Mais, ces réserves faites, il est frappant qu'à défaut de langage oral les sourds-muets cherchent à s'exprimer au moyen de gestes. Comme le monde extérieur pour les aveugles, le langage s'impose à leur activité. Il en est un des pôles, le pôle qui, face aux choses, répond à la structure psycho-physiologique de l'homme, à cette réalité qu'est l'espèce humaine. Le langage n'est pas une sorte de combinaison extemporanée, comme paraît le supposer Yerkes, lorsqu'il estime que le Singe parlerait s'il pouvait associer à son intelligence le gosier du Perroquet. Dans l'espèce humaine, où il semble qu'il existe exclusivement, du moins sous la forme d'un système qui ne soit pas étroitement lié à quelques situations particulières, le langage a une sorte de réalité essentielle. Réalité sur laquelle se onde celle de nos sociétés humaines.

Dénué de tout moyen d'expression, il subsiste pourtant à l'état virtuel. L'exemple de Laura Bridgman, d'Hélène Keller, ces aveugles sourdes-muettes, en témoigne. Retranchées du monde et de la société par leur double infirmité, quel moyen avaient-elles, non seulement de s'exprimer, mais d'imaginer. en même temps que chaque chose, un signe propre à l'exprimer? Et pourtant il a suffi d'associer quelque temps à l'impression tactile de certains objets certains attouchements conventionnels, pour que se révélât soudain la fonction du langage. Non pas association purement circonstancielle de deux impressions, mais possibilité illimitée d'associer et de substituer à chaque objet de perception ou de connaissance un signe qui lui réponde. A peine eut-elle saisi la nature de ce rapport qu'Hélène Keller eut un véritable transport d'enthousiasme. L'enthousiasme de la fonction découverte et recouvrée. Des jours durant elle ne se lassait pas de se faire indiquer pour chaque objet à sa portée un signe qui lui correspondît, comme fait le petit enfant vers sa deuxième année, lorsqu'il demande à propos de tout ce qu'il aperçoit quel en est le nom.
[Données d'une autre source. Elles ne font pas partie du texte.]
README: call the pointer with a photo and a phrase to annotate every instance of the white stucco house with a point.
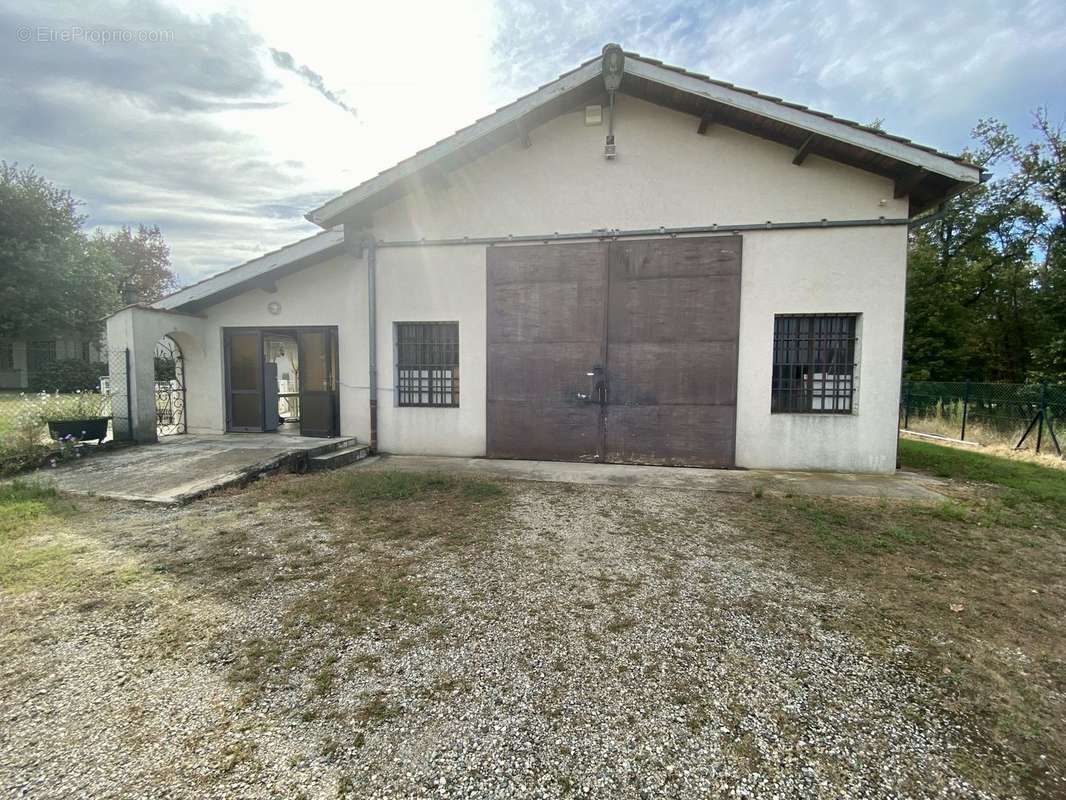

Entre les systèmes de rapports, d'ailleurs étroitement intriqués et complémentaires, qui unissent l'homme au milieu physique et au milieu social, les infirmités suscitent des activités compensatrices propres à rétablir le système endommagé. La réussite n'est complète que si l'infirme supprime sa dépendance forcée vis-à-vis de l'entourage. Faute de quoi il tombe plus ou moins à l'état de parasite et son psychisme subit des modifications qui seraient à étudier dans le détail.